Mas por trás dessa aparência de disputa, há uma questão mais séria: como o país vai pagar as contas?
O ministro da Fazenda, Dario Durigan, recentemente alertou sobre os riscos fiscais das propostas em tramitação no Congresso.
📊 Fatos e Dados
Mas, ao mesmo tempo que ele faz isso, o governo acumula iniciativas que vão na direção oposta.
É como se estivessem competindo para ver quem consegue passar pelo olho do caixa sem pagar.
Os números são chocantes: R$ 111 bilhões é o custo potencial das propostas, segundo estimativa da equipe econômica.
🧠 Análise da Situação
E os acontecimentos desta semana não ajudam a mudar isso.
O Senado aprovou a renegociação de dívidas rurais com impacto potencial de até R$ 140 bilhões.
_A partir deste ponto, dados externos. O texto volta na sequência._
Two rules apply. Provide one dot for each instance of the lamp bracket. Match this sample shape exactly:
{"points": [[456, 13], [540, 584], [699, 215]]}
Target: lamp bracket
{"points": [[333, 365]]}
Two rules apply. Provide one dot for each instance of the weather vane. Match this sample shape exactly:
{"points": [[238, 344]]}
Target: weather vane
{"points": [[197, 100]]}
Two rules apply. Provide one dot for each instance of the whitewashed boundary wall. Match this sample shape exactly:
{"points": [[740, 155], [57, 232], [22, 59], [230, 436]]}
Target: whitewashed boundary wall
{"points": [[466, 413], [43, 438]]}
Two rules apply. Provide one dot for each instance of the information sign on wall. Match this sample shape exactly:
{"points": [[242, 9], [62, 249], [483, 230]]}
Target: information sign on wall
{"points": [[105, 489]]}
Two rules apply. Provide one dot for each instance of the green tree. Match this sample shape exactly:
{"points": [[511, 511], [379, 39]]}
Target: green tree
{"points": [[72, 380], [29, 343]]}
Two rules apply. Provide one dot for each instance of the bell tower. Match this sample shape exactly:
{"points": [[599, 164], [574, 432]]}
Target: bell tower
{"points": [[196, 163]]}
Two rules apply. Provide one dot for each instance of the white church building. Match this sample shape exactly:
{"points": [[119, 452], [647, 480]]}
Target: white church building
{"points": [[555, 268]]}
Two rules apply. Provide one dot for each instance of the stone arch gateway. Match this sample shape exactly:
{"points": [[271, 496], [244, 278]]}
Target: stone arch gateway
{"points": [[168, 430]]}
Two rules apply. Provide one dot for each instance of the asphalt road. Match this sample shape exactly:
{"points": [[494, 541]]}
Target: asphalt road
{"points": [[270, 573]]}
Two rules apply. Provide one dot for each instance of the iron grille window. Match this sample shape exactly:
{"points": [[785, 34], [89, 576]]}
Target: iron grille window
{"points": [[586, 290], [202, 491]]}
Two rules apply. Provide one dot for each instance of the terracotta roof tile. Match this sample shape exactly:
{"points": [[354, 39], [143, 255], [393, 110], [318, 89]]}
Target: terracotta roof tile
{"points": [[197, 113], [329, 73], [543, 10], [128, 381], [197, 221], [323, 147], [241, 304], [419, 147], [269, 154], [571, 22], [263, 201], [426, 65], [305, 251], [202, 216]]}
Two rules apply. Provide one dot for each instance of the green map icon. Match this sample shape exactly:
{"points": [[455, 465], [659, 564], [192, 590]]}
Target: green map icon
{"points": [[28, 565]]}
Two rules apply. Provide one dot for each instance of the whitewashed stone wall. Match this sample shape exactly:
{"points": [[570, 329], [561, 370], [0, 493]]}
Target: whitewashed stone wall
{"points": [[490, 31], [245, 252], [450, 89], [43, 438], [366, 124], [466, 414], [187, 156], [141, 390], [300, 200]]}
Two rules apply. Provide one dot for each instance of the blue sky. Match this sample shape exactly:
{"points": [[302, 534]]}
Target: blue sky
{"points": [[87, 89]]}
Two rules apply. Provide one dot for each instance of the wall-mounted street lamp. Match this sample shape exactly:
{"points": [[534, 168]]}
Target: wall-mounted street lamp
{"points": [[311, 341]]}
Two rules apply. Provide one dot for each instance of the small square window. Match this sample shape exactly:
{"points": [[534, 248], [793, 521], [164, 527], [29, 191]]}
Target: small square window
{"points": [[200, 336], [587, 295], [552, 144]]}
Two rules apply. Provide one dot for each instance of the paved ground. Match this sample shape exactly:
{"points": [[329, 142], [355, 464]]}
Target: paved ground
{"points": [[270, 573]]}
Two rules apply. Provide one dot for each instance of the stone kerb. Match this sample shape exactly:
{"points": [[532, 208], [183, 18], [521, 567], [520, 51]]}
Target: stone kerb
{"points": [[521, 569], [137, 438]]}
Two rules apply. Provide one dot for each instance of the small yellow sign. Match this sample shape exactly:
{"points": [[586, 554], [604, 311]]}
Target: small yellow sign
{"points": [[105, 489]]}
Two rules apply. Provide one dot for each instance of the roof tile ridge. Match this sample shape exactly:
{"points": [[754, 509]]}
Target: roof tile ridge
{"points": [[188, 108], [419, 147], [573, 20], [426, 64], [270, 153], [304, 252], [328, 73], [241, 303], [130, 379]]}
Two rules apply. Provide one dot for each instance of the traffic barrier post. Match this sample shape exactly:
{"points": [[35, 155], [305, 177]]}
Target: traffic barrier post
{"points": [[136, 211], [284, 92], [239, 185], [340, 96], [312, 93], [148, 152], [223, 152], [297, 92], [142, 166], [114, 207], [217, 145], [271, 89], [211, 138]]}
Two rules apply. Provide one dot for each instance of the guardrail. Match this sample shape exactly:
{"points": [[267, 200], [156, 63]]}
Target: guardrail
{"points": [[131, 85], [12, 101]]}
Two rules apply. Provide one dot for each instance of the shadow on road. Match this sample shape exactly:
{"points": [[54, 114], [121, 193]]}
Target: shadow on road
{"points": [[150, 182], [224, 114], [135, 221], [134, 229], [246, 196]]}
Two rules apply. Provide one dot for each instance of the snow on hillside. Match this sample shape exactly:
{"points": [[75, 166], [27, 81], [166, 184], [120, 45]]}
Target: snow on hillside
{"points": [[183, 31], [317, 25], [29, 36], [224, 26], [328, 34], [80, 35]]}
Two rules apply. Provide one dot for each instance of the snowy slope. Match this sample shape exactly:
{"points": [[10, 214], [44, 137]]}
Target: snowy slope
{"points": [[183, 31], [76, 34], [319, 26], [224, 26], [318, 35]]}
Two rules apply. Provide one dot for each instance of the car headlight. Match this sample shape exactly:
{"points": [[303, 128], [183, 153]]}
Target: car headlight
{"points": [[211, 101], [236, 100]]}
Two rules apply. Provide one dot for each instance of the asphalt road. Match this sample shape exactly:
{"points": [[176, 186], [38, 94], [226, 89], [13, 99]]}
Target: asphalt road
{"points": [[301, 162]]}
É como se estivéssemos no meio de um jogo de azar, onde o prêmio maior é o dinheiro do Estado.
Mas não é só isso.
Comissões da Câmara avançaram com propostas que ampliam benefícios previdenciários e criam pisos salariais.
E a ampliação da imunidade tributária para igrejas, aprovada pela Câmara em maio, é apenas mais um exemplo disso.
O Congresso não quer deixar o presidente Luiz Inácio Lula da Silva sozinho na distribuição irresponsável de dinheiro e benefícios.
Mas, ao mesmo tempo que ele faz isso, está mostrando que a responsabilidade fiscal não é sua prioridade.
E isso é um problema sério.
Em uma situação como essa, é necessário lembrar que o dinheiro do Estado não é apenas um número em um relatório.
É a vida de milhares de pessoas, é a educação de filhos, é a saúde de famílias.
Por isso, é fundamental ter responsabilidade fiscal para garantir que esses recursos sejam usados de forma eficaz.
A questão agora é: quem vai pagar as contas?
E mais importante ainda, como vamos evitar que isso aconteça no futuro?